The general was silent, as if he were measuring carefully everything he was told.

“And how is Don Apolinario now? And what is he doing?”

“Writing, Señor General,” Istak said. “Always writing. I copied his drafts because he gets tired and he wants to write so much, to send them all to Hong Kong, and from there, to the world.”

More questions, some of them repetitive. Then it occurred to Istak—like a bludgeon it struck him, filled him with sadness and a dismal sense of futility—that for all the distance he had traversed, the hardships that he had undergone, the general did not believe him. The general was waiting for one mistake with which he could be trapped and then declared a spy.

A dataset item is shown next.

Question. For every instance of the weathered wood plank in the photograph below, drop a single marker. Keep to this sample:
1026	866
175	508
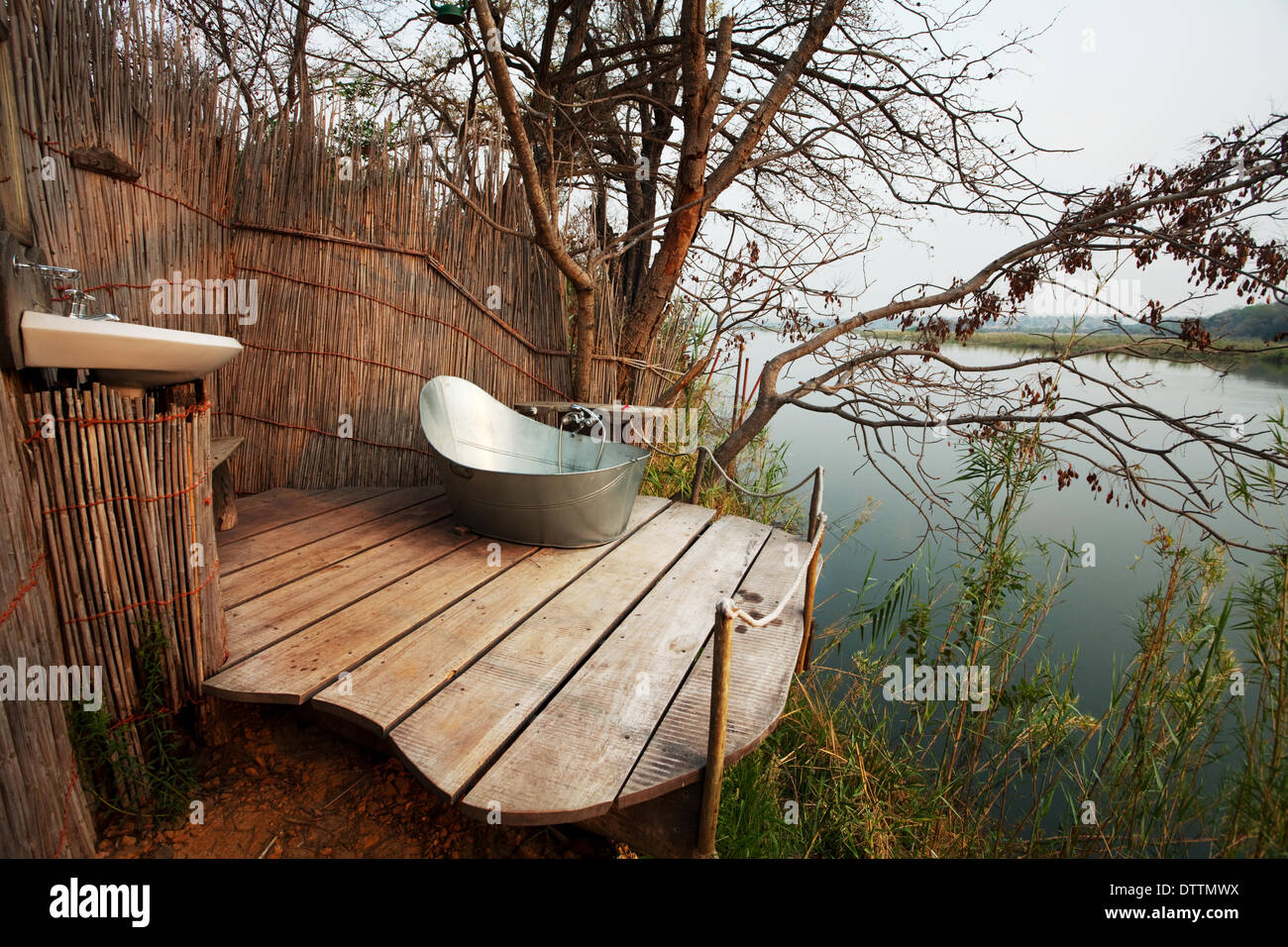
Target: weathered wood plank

He remembered what Don Apolinario had said, and it came to him in gleaming clarity. “We must learn to trust our own people, their judgment, if we are to build a nation. There will always be traitors, for it is the wretched who are often the most ambitious, but for every traitor there are a dozen who are true. We are going to build a nation—not of Tagalogs, Batangueños, or Caviteños—we are going to build a nation which includes all our brothers and sisters from the far south to the far north. Do you understand, Eustaquio, why I am here? I could hide much
easier in the villages or in the mountains of my own province, among my people, and I would probably be safer there.”

“My general,” Istak said sadly, softly. “You have not really heard any of what I have told you. What do I have to do so that you will believe me?”

Del Pilar stepped back; perhaps he did not expect this farmer to talk like this. He raised his right hand, but the hand did not cut across Istak’s face—it just loomed there, then dropped slowly. In the soft dark, he could see the young face, the earnest but mocking eyes.

“Eustaquio,” he said finally, “no one speaks to me like this.” Then he turned and marched toward the house.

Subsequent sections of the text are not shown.